As I went on the tour I expected a rehash of what I have learned in school about Dr. Martin Luther King: He was a civil rights leader focused on race equality who made one great speech and did a lot of marching and sit-ins.
I was surprised to find out about his radical ideas on ending poverty.
March on Washington for Jobs and Freedom, Martin Luther King, Jr. and Joachim Prinz pictured, 1963. American Jewish Historical Society Repository via Wikimedia Commons.
King was determined to not only end unequal treatment of people based on race, but also based on class and privilege. He formed the Poor People’s Campaign to represent the common problems of poor whites and blacks. Before he was assassinated, he organized a huge rally in Washington, DC and began asking poor people from all over the country to go there and set up camp. King wanted thousands of people to tie up traffic until they got better jobs. People were just starting to go and stay when King was killed.
In a speech delivered months before his assassination titled “Where Do We Go From Here,” Dr. King describes the need for a guaranteed annual income:
“We must develop a program that will drive the nation to a guaranteed annual income. The fact is that the work which improves the condition of mankind, the work which extends knowledge and increases power and enriches literature and elevates thought, is not done to secure a living. . .It is the work of men who somehow find a form of work that brings a security for its own sake and a state of society where want is abolished. Work of this sort could be enormously increased, and we are likely to find that the problems of housing and education, instead of preceding the elimination of poverty, will themselves be affected if poverty is first abolished.”
This sounds crazy! What’s even crazier is that it could easily be done. In 1967, a guaranteed income for every American could be accomplished for about 20 billion dollars a year—that's 133 billion dollars today. That amount represents one-third of what we currently spend on welfare and just 15 percent of our current defense budget.
Whether or not you agree with Dr. King’s stance, his assertion that economic security would positively impact the problems of housing and education seems hard to refute.
His beliefs and the beliefs of others who fought for equal rights for all encompass the reasons why I ever thought about being a teacher and why I remained in education—to end poverty and help to uplift inner-city communities similar to the Baltimore City community I grew up in. It is fascinating to see that even during our civil rights era the focus was not just on one path to ending inequality, but all of its facets.

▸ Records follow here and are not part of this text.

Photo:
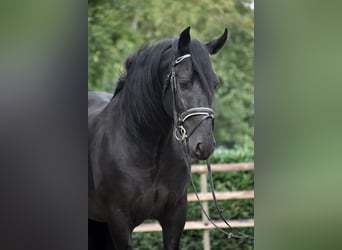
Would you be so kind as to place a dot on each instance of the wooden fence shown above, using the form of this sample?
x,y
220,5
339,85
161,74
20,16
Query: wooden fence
x,y
206,196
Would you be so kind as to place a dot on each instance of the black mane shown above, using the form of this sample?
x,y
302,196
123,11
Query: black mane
x,y
141,90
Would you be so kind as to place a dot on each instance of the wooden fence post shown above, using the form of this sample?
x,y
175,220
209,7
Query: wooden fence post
x,y
204,189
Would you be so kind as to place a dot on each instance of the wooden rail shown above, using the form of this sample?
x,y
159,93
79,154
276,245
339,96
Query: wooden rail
x,y
205,196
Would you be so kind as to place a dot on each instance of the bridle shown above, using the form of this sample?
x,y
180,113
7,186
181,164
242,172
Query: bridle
x,y
181,134
179,120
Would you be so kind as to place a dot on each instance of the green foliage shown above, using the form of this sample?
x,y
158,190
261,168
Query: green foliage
x,y
234,209
117,29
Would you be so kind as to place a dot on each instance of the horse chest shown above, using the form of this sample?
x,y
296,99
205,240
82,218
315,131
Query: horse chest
x,y
151,202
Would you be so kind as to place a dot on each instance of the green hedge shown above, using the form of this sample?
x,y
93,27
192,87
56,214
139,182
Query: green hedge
x,y
234,209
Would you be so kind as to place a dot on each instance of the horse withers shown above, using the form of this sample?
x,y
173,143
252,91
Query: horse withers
x,y
138,140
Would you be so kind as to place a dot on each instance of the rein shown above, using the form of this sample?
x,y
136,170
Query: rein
x,y
179,120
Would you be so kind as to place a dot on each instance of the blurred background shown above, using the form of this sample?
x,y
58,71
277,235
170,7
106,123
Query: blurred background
x,y
117,29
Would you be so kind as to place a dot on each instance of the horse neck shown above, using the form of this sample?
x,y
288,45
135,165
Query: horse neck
x,y
149,136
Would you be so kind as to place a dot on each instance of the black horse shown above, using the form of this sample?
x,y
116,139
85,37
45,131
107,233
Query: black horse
x,y
138,169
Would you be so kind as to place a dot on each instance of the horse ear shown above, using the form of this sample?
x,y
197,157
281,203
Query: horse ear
x,y
184,41
215,45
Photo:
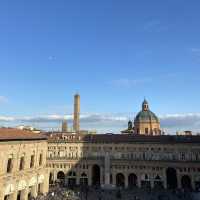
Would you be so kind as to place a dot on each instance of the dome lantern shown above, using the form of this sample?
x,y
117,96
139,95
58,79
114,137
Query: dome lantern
x,y
145,105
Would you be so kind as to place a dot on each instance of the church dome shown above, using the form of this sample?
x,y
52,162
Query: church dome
x,y
146,115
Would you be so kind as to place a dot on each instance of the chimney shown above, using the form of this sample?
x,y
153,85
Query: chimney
x,y
76,124
64,126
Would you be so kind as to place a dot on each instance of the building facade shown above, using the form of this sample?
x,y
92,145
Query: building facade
x,y
23,171
125,160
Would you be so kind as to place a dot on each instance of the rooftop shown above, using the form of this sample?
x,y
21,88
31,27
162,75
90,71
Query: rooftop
x,y
12,134
124,138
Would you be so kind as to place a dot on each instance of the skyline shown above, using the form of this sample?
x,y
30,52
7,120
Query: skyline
x,y
114,54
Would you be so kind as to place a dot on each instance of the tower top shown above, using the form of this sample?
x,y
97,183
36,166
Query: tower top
x,y
145,105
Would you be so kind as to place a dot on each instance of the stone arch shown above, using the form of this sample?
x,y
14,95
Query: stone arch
x,y
145,181
120,180
71,176
9,189
60,175
132,180
96,174
33,181
83,179
186,182
51,178
41,178
171,178
158,182
21,185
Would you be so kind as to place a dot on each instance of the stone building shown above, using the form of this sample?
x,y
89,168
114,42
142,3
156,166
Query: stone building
x,y
125,160
145,122
23,171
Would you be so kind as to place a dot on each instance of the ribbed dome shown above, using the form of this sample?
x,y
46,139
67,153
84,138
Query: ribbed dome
x,y
146,116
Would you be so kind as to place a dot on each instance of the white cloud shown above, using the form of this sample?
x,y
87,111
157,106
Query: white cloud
x,y
125,82
3,99
154,25
108,121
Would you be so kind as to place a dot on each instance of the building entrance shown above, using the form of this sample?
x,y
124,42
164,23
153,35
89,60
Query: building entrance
x,y
120,180
132,180
96,175
186,182
171,178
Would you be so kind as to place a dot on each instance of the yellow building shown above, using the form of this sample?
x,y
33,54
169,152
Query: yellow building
x,y
23,171
146,122
125,160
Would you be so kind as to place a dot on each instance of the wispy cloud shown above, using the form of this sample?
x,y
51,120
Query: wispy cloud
x,y
110,121
125,82
154,25
195,51
52,58
3,99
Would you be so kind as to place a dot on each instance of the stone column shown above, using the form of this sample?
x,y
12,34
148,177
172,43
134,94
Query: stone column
x,y
179,181
101,176
89,175
126,180
114,178
13,196
24,194
107,170
139,180
34,191
193,182
152,183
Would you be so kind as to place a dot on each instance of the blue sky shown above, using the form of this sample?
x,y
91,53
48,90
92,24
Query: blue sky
x,y
112,52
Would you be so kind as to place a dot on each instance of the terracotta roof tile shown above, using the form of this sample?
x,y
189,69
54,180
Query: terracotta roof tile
x,y
16,134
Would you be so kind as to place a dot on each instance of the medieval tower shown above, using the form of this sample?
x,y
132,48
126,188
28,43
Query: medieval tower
x,y
76,125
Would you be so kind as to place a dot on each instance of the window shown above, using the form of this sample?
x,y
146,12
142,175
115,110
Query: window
x,y
32,161
21,164
40,160
9,165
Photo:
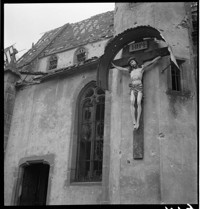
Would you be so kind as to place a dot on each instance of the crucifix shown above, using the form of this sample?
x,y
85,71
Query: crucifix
x,y
136,71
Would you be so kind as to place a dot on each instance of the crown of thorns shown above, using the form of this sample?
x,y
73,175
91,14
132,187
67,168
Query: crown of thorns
x,y
130,59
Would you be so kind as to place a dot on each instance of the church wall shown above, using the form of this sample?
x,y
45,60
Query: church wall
x,y
168,171
42,124
66,58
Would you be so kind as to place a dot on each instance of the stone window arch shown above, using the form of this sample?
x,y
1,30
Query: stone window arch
x,y
88,149
53,62
80,55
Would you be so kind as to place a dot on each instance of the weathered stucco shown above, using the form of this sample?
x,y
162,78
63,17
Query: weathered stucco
x,y
44,118
42,124
66,58
168,172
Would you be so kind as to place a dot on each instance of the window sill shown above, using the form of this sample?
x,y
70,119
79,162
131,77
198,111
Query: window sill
x,y
85,183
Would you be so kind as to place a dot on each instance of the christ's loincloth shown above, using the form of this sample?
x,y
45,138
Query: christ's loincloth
x,y
136,88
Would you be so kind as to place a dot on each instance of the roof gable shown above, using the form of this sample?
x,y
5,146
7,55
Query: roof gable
x,y
69,36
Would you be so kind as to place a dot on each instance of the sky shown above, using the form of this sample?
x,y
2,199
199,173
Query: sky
x,y
25,24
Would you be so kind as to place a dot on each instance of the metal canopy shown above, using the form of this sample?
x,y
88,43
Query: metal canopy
x,y
128,36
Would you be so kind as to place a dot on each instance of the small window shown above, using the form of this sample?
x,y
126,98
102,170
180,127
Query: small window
x,y
90,135
80,55
175,78
53,62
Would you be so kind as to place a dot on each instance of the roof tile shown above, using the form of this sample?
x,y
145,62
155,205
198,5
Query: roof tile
x,y
71,36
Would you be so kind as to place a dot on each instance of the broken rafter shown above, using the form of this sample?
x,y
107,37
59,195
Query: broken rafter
x,y
33,73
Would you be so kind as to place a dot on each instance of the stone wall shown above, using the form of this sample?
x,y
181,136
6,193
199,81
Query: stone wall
x,y
168,172
42,125
9,99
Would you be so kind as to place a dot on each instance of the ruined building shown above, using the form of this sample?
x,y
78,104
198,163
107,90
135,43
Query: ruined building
x,y
69,136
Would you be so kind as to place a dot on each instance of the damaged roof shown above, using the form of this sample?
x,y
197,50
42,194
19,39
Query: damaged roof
x,y
70,36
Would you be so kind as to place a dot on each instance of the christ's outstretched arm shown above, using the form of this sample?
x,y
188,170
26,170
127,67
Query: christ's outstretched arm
x,y
119,68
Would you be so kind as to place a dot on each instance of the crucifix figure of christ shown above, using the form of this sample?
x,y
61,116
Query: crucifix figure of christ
x,y
136,87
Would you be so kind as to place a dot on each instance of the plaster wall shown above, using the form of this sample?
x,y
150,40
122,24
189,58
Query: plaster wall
x,y
168,172
66,58
41,125
164,16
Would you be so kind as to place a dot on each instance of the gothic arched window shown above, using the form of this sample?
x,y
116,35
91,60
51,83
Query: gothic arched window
x,y
89,157
53,61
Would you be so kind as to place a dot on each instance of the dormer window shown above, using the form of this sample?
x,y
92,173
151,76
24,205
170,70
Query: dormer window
x,y
175,76
53,61
80,55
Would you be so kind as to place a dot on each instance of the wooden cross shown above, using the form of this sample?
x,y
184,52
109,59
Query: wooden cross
x,y
138,134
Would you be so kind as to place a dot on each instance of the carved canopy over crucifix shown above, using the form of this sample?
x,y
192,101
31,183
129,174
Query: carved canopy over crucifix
x,y
133,34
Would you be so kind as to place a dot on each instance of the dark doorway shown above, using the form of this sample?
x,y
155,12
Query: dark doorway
x,y
34,184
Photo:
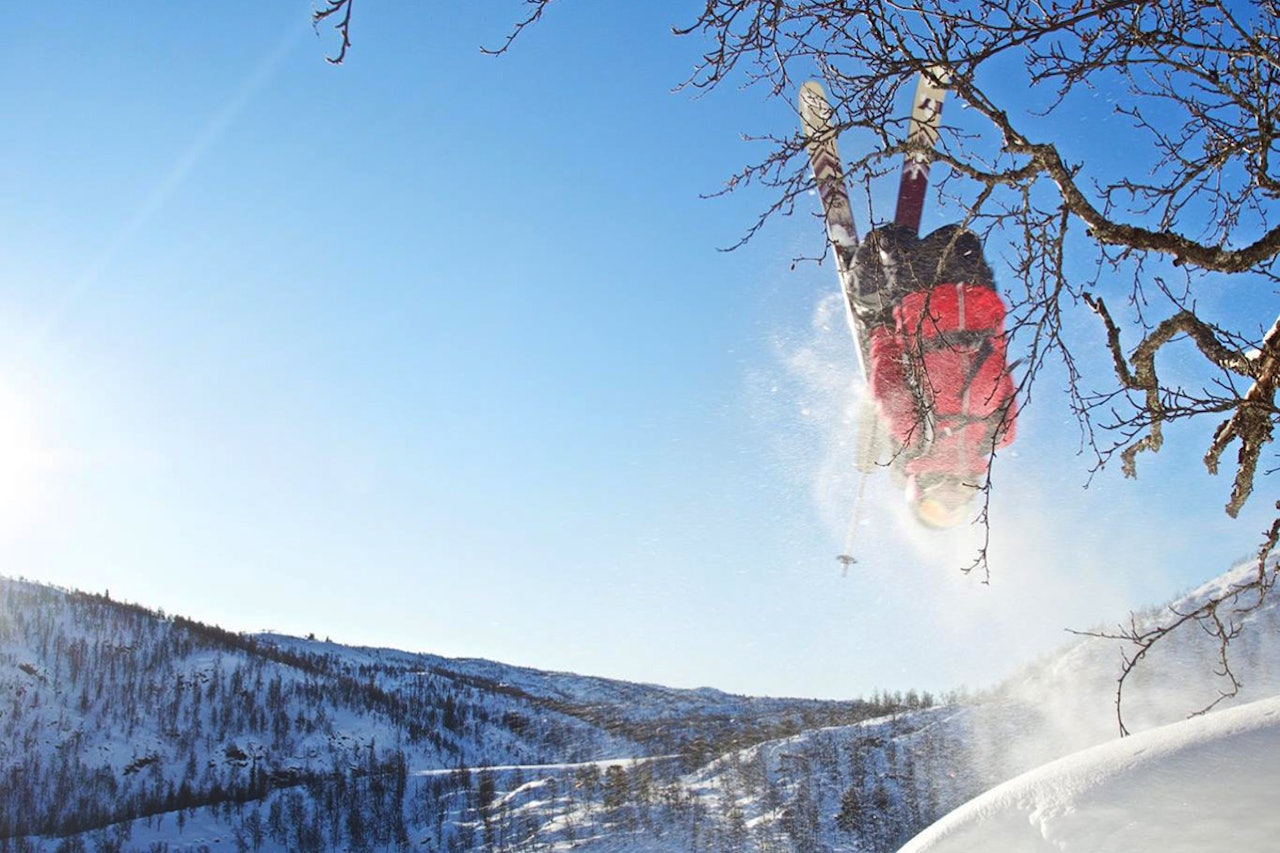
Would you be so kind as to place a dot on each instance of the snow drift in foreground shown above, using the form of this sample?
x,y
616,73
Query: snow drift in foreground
x,y
1202,784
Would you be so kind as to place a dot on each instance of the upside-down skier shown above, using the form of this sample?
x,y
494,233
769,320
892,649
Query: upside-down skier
x,y
928,324
937,366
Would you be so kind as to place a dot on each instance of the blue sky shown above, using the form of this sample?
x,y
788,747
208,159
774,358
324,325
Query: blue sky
x,y
438,351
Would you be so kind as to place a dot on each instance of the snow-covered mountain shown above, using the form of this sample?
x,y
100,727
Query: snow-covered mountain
x,y
126,729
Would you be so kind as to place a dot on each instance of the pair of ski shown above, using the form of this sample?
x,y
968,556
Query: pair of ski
x,y
821,132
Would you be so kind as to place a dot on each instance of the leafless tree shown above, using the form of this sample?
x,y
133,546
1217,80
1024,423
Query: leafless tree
x,y
1192,85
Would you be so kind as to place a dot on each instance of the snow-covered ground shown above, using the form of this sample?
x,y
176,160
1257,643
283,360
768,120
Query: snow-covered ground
x,y
1201,784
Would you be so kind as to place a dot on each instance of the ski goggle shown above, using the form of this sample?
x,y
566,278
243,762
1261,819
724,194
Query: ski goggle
x,y
938,515
940,505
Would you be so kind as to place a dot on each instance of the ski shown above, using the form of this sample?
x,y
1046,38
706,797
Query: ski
x,y
819,135
922,136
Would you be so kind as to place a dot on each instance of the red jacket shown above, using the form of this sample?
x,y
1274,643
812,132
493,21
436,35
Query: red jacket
x,y
945,355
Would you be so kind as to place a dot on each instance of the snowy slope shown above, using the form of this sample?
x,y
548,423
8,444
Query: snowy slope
x,y
1202,784
132,730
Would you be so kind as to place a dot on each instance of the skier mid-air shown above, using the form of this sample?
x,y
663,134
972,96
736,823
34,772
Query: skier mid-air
x,y
936,364
928,324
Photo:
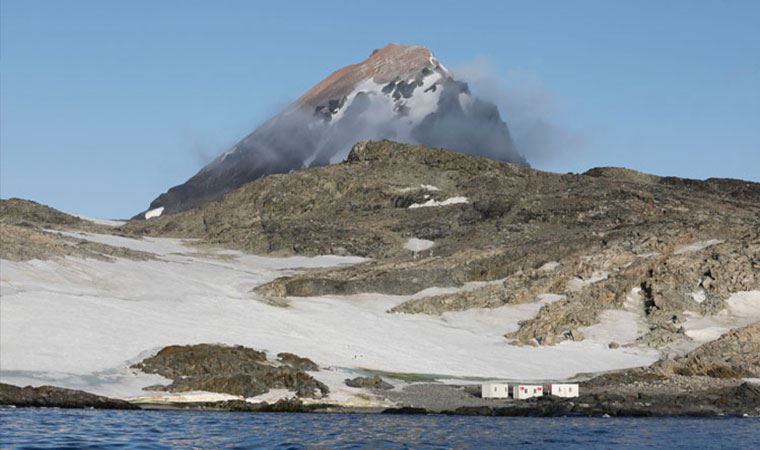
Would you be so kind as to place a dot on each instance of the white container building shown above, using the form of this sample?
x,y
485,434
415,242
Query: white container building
x,y
523,391
564,390
494,390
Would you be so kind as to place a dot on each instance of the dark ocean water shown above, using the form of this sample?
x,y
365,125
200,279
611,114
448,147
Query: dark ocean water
x,y
58,428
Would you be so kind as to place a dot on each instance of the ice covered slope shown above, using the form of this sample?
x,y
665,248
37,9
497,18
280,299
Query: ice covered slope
x,y
400,92
80,322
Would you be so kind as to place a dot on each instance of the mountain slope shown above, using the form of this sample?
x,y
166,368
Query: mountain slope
x,y
478,269
399,92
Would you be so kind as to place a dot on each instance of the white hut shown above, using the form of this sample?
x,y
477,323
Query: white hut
x,y
494,390
564,390
523,391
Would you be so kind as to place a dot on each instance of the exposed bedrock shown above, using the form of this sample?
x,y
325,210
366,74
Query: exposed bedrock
x,y
234,370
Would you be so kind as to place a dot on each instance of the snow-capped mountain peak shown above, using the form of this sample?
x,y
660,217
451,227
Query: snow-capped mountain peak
x,y
399,92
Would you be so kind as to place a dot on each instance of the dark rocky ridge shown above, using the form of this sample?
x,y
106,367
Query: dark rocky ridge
x,y
635,228
230,370
29,230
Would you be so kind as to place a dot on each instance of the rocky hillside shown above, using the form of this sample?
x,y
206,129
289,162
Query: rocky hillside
x,y
609,241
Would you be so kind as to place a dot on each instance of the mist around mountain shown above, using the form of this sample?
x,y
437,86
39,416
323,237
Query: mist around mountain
x,y
400,92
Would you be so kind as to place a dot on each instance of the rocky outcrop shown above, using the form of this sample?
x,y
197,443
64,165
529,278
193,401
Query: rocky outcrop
x,y
234,370
29,230
594,238
55,397
297,362
373,382
736,354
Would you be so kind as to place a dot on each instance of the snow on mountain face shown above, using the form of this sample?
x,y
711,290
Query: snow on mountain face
x,y
400,92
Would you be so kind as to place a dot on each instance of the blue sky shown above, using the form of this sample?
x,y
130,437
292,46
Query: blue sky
x,y
106,104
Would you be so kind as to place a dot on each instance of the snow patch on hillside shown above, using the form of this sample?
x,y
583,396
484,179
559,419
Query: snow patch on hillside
x,y
742,309
112,314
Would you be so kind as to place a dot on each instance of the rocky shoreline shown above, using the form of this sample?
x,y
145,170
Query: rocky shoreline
x,y
740,400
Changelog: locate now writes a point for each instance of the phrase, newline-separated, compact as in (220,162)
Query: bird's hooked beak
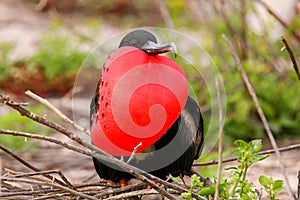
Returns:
(152,48)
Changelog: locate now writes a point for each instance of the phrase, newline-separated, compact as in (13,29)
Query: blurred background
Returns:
(43,43)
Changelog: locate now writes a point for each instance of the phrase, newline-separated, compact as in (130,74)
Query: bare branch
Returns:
(56,110)
(30,166)
(260,112)
(98,153)
(215,162)
(283,23)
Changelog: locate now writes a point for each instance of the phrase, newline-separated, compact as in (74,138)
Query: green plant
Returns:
(272,187)
(236,185)
(57,55)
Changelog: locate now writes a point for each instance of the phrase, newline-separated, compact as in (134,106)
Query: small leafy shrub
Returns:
(236,185)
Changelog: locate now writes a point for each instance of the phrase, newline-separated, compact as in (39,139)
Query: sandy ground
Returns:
(24,29)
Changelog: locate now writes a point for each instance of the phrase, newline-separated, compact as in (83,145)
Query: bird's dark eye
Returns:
(133,42)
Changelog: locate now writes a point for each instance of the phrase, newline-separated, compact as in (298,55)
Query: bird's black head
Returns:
(147,42)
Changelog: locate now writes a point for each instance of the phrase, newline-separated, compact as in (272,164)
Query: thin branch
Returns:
(165,13)
(231,159)
(134,151)
(220,154)
(291,54)
(69,190)
(45,138)
(98,153)
(283,23)
(120,190)
(63,177)
(298,185)
(56,110)
(260,112)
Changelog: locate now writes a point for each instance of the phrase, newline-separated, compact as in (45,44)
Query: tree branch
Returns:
(291,54)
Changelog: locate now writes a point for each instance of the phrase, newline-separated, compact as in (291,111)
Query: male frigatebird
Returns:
(135,79)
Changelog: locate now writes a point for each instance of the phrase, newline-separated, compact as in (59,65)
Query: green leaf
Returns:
(265,181)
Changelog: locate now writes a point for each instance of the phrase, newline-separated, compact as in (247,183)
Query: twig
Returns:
(133,194)
(165,13)
(220,154)
(260,112)
(291,54)
(134,151)
(98,153)
(121,190)
(28,192)
(45,138)
(57,111)
(283,23)
(29,165)
(46,172)
(71,191)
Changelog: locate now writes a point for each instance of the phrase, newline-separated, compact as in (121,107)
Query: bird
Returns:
(178,144)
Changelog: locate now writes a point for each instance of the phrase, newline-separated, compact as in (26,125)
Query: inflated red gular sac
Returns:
(139,102)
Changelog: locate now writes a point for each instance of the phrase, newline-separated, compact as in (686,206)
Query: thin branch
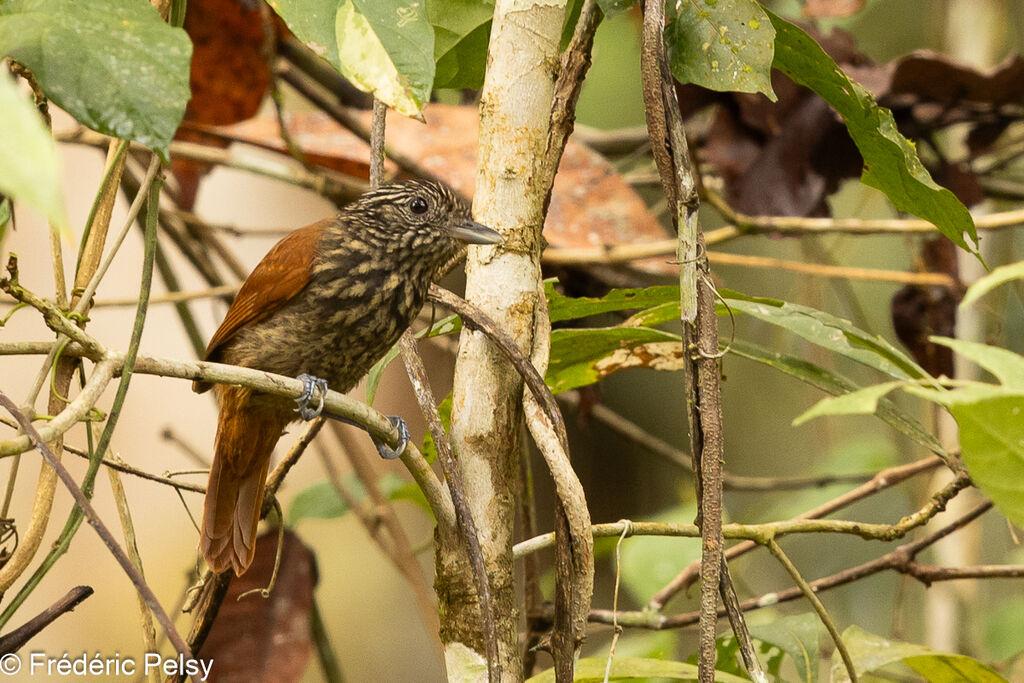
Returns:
(371,514)
(765,531)
(453,474)
(323,181)
(574,548)
(898,560)
(819,608)
(475,318)
(16,638)
(375,423)
(634,432)
(119,554)
(884,479)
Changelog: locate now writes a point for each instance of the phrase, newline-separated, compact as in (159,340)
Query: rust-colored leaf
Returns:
(257,639)
(830,8)
(918,312)
(232,47)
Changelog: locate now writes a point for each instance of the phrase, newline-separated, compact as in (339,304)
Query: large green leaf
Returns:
(991,428)
(462,29)
(29,172)
(798,637)
(591,670)
(861,401)
(650,562)
(830,333)
(992,447)
(721,45)
(385,47)
(580,357)
(870,652)
(837,385)
(891,162)
(113,65)
(312,22)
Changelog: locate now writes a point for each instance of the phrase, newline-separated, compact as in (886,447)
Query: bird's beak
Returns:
(474,233)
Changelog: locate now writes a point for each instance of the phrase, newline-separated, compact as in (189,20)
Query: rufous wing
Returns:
(280,276)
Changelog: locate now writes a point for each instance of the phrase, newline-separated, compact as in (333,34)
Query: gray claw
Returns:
(403,436)
(310,385)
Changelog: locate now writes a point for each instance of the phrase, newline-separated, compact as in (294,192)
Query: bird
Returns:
(324,305)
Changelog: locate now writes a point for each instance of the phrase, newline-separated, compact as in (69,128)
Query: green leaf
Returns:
(836,384)
(429,449)
(721,45)
(312,23)
(1005,628)
(612,7)
(830,333)
(798,637)
(462,30)
(991,424)
(870,652)
(446,326)
(567,308)
(1004,365)
(375,374)
(999,275)
(580,357)
(320,501)
(952,669)
(891,162)
(861,401)
(591,670)
(992,447)
(650,562)
(114,65)
(387,47)
(29,172)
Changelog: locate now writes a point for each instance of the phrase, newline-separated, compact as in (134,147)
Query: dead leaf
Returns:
(265,639)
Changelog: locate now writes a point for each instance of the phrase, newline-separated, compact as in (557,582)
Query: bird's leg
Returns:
(311,385)
(403,436)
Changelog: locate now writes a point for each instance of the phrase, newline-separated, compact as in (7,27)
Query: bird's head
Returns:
(417,217)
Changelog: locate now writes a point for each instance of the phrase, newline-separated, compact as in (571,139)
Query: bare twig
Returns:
(884,479)
(16,638)
(94,520)
(899,559)
(453,474)
(819,608)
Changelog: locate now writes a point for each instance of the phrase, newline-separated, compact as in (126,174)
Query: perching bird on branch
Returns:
(325,304)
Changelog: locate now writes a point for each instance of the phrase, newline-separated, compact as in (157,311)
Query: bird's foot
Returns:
(311,386)
(403,436)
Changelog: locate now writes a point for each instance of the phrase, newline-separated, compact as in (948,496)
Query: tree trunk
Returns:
(515,111)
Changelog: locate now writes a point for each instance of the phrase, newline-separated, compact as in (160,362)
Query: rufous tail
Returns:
(247,433)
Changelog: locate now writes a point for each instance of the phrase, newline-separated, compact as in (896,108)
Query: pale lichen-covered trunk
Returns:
(515,111)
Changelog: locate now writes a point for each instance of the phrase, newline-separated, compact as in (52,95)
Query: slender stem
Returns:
(325,650)
(97,524)
(823,614)
(453,474)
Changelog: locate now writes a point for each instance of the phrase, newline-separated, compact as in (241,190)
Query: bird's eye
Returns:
(418,205)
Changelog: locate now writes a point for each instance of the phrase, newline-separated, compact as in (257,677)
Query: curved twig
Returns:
(119,554)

Our recent close call with the fiscal cliff and our experience as educators in our most difficult communities, daily reveal the relationship between the problems our children face and disparities in race and class.
However, what has really changed with that knowledge? Are we willing to do the work that will provide a better future for children, even if it means taking hard positions on education, race, class, and other hot-button issues that contribute to America’s structural inequities?
There is hope! There are people fighting everyday in classrooms and communities. These people include my mom who volunteered at my school when I was younger when they were not enough teachers on her days off. These people include the former president of my university, the University of Maryland, College Park, who created a scholarship program to benefit students in low-income communities. These people include Sandy Hook Students who sang 'Over the Rainbow' For Newtown Charities to raise money to benefit the families of the school shooting in Connecticut.
All of these things—no matter how big or small—are being done to make sure that we live in a better society, to make sure that Dr. Martin Luther King’s dream can be realized: that one day children will live in a nation where they will not be judged by the color of their skin or how much money they have, but by the content of their character.